La situation est illustrée par le diagramme D; l'utilisation des ressources forestières en feuillus dans les régions plus industrialisées et des ressources de conifères dans les régions moins industrialisées est, en gros, proportionnelle aux disponibilités (15% et 4 % respectivement). On constate cependant une énorme disparité lorsqu'on examine l'utilisation des ressources de conifères des pays plus industrialisés, où moins de 30% du matériel sur pied mondial fournit plus de 70 % de la production mondiale de bois rond industriel, tandis que plus de la moitié du total mondial de feuillus sur pied, qui se trouve dans les régions moins industrialisées, ne fournit qu'un dixième de la production mondiale. Bien que cette différence considérable du degré d'utilisation des ressources forestières disponibles ait été connu depuis longtemps, les résultats du présent inventaire permettent de disposer d'un instrument nouveau et plus précis pour évaluer l'immense inégalité de la mise en valeur des différentes parties du monde et souligner les vastes possibilités que le domaine de la sylviculture offre au développement des régions moins industrialisées.

CONCLUSION

Malgré toutes ses lacunes et ses faiblesses, le présent inventaire n'est peut-être pas trop loin de remplir l'objet pour lequel il avait été entrepris: donner une vue d'ensemble des ressources forestières mondiales au début de la décennie actuelle. Il a permis d'établir un tableau beaucoup plus complet et détaillé que ceux dont on disposait jusqu'à présent, mais en montrant nettement et à maintes reprises l'énorme effort qui est encore nécessaire pour améliorer notre connaissance des forêts mondiales et de certains des graves dangers contre lesquels il faudra peut-être bientôt se prémunir.

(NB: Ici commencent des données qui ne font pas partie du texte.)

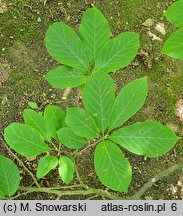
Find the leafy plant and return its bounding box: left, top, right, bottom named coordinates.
left=0, top=155, right=20, bottom=200
left=4, top=71, right=179, bottom=198
left=4, top=105, right=74, bottom=192
left=46, top=7, right=139, bottom=88
left=162, top=0, right=183, bottom=59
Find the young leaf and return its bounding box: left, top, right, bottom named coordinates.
left=109, top=121, right=180, bottom=157
left=79, top=7, right=111, bottom=65
left=165, top=0, right=183, bottom=27
left=46, top=66, right=86, bottom=88
left=65, top=108, right=99, bottom=138
left=162, top=28, right=183, bottom=59
left=0, top=155, right=20, bottom=199
left=36, top=155, right=58, bottom=178
left=94, top=141, right=132, bottom=192
left=23, top=109, right=51, bottom=142
left=57, top=127, right=87, bottom=149
left=46, top=22, right=88, bottom=70
left=95, top=32, right=139, bottom=72
left=0, top=191, right=5, bottom=200
left=44, top=105, right=65, bottom=141
left=109, top=77, right=148, bottom=130
left=4, top=123, right=50, bottom=157
left=58, top=156, right=75, bottom=184
left=28, top=101, right=39, bottom=109
left=82, top=72, right=115, bottom=132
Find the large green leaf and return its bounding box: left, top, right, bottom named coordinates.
left=95, top=32, right=139, bottom=72
left=57, top=127, right=87, bottom=149
left=4, top=123, right=50, bottom=157
left=0, top=155, right=20, bottom=199
left=82, top=72, right=115, bottom=132
left=79, top=7, right=111, bottom=64
left=162, top=28, right=183, bottom=59
left=46, top=66, right=86, bottom=88
left=44, top=105, right=65, bottom=141
left=36, top=155, right=58, bottom=178
left=109, top=77, right=148, bottom=130
left=165, top=0, right=183, bottom=27
left=0, top=191, right=5, bottom=200
left=94, top=141, right=132, bottom=192
left=109, top=121, right=180, bottom=157
left=58, top=156, right=75, bottom=184
left=23, top=109, right=51, bottom=142
left=46, top=22, right=88, bottom=70
left=65, top=108, right=99, bottom=138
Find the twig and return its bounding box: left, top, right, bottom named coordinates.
left=4, top=144, right=40, bottom=188
left=50, top=184, right=85, bottom=190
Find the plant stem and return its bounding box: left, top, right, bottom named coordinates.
left=129, top=160, right=183, bottom=200
left=4, top=144, right=40, bottom=188
left=11, top=160, right=183, bottom=200
left=51, top=142, right=59, bottom=152
left=72, top=138, right=104, bottom=156
left=17, top=187, right=122, bottom=200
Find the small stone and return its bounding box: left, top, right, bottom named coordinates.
left=142, top=18, right=154, bottom=28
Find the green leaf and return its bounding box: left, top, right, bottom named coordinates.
left=4, top=123, right=50, bottom=157
left=95, top=32, right=139, bottom=72
left=58, top=156, right=75, bottom=184
left=44, top=105, right=65, bottom=141
left=0, top=191, right=5, bottom=200
left=162, top=28, right=183, bottom=59
left=65, top=108, right=99, bottom=138
left=109, top=121, right=180, bottom=157
left=79, top=7, right=111, bottom=65
left=109, top=77, right=148, bottom=130
left=46, top=22, right=88, bottom=70
left=82, top=72, right=115, bottom=132
left=36, top=155, right=58, bottom=178
left=46, top=66, right=86, bottom=88
left=23, top=109, right=51, bottom=142
left=0, top=155, right=20, bottom=199
left=28, top=101, right=39, bottom=109
left=57, top=127, right=87, bottom=149
left=165, top=0, right=183, bottom=27
left=94, top=141, right=132, bottom=192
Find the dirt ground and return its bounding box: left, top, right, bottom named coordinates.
left=0, top=0, right=183, bottom=199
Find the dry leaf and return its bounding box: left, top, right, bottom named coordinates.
left=142, top=18, right=154, bottom=28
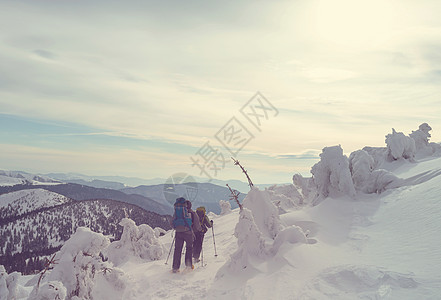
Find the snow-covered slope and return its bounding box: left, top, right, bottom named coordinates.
left=0, top=189, right=71, bottom=219
left=3, top=158, right=441, bottom=300
left=1, top=126, right=441, bottom=300
left=0, top=170, right=60, bottom=186
left=117, top=158, right=441, bottom=300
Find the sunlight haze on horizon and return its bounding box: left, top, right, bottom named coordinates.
left=0, top=0, right=441, bottom=183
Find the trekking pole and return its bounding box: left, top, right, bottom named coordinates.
left=211, top=224, right=217, bottom=256
left=201, top=241, right=204, bottom=266
left=165, top=232, right=176, bottom=264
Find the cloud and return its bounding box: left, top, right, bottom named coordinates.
left=32, top=49, right=57, bottom=60
left=0, top=0, right=441, bottom=183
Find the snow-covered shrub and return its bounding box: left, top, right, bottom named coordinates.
left=362, top=146, right=389, bottom=170
left=409, top=123, right=441, bottom=158
left=243, top=187, right=281, bottom=239
left=0, top=265, right=9, bottom=300
left=349, top=150, right=374, bottom=192
left=292, top=174, right=317, bottom=202
left=0, top=265, right=21, bottom=300
left=107, top=218, right=165, bottom=265
left=28, top=281, right=67, bottom=300
left=6, top=272, right=21, bottom=300
left=47, top=227, right=125, bottom=300
left=216, top=207, right=269, bottom=278
left=386, top=128, right=416, bottom=161
left=153, top=227, right=167, bottom=238
left=267, top=184, right=303, bottom=213
left=349, top=150, right=402, bottom=193
left=219, top=200, right=231, bottom=216
left=311, top=146, right=355, bottom=197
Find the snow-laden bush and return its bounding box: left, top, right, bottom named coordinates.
left=28, top=281, right=67, bottom=300
left=153, top=227, right=167, bottom=238
left=267, top=184, right=303, bottom=213
left=349, top=150, right=402, bottom=193
left=292, top=174, right=317, bottom=202
left=0, top=265, right=9, bottom=300
left=47, top=227, right=125, bottom=300
left=362, top=146, right=389, bottom=170
left=107, top=218, right=165, bottom=266
left=216, top=207, right=269, bottom=278
left=349, top=150, right=375, bottom=191
left=0, top=265, right=23, bottom=300
left=386, top=128, right=416, bottom=161
left=409, top=123, right=441, bottom=158
left=216, top=198, right=307, bottom=279
left=243, top=187, right=281, bottom=239
left=219, top=200, right=231, bottom=216
left=311, top=146, right=355, bottom=197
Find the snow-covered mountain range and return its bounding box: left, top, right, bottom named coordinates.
left=0, top=124, right=441, bottom=300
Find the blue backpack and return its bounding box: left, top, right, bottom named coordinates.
left=173, top=197, right=192, bottom=230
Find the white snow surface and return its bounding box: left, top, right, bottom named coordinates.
left=0, top=189, right=71, bottom=216
left=4, top=123, right=441, bottom=300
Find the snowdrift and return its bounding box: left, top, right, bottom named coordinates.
left=4, top=123, right=441, bottom=300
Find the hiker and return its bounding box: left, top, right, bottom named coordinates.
left=186, top=200, right=202, bottom=239
left=193, top=206, right=213, bottom=262
left=172, top=197, right=200, bottom=273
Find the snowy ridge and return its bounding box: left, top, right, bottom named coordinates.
left=0, top=170, right=61, bottom=186
left=0, top=189, right=72, bottom=219
left=0, top=126, right=441, bottom=300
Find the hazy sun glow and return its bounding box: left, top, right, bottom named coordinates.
left=311, top=0, right=397, bottom=48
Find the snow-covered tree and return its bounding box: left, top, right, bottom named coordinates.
left=243, top=187, right=281, bottom=239
left=386, top=128, right=416, bottom=161
left=219, top=200, right=231, bottom=216
left=409, top=123, right=441, bottom=157
left=216, top=207, right=269, bottom=278
left=267, top=184, right=303, bottom=213
left=107, top=218, right=166, bottom=265
left=349, top=150, right=374, bottom=191
left=47, top=227, right=125, bottom=300
left=0, top=265, right=9, bottom=300
left=349, top=150, right=402, bottom=193
left=311, top=145, right=355, bottom=197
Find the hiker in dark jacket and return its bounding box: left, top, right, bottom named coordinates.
left=193, top=206, right=213, bottom=262
left=173, top=198, right=202, bottom=273
left=186, top=200, right=202, bottom=234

L'analyse des résultats a dégagé certains éléments qui se rapportent surtout à la répartition et l'utilisation des forêts mondiales. Des déséquilibres importants qui avaient déjà été signalés par les inventaires précédents de 1953 et 1958, ont été encore plus clairement soulignés. Dans les parties plus industrialisées du monde, les pays qui possèdent de vastes ressources forestières les utilisent à un rythme régulièrement croissant, à la fois en intensifiant l'exploitation et en exploitant de nouvelles zones. Les pays où les ressources forestières sont relativement moins abondantes semblent suivre le même système, bien qu'à un degré différent. Ces régions possèdent, en outre, près des neuf-dixièmes des forêts de conifères du monde, dont l'homogénéité relative facilite l'aménagement et l'utilisation. Dans les régions moins industrialisées, les ressources forestières sont utilisées de façon intensive pour la production de bois de chauffage, nécessité fondamentale de peuples dont le niveau de vie est bas. Mais l'utilisation industrielle de leurs énormes ressources, qui consistent principalement en forêts tropicales de feuillus, est encore extrêmement faible et offre de vastes possibilités pour la production industrielle si l'infrastructure, le capital et les qualifications technologiques nécessaires peuvent s'associer pour que ces ressources potentielles contribuent à l'amélioration rapide du niveau de vie dans ces régions.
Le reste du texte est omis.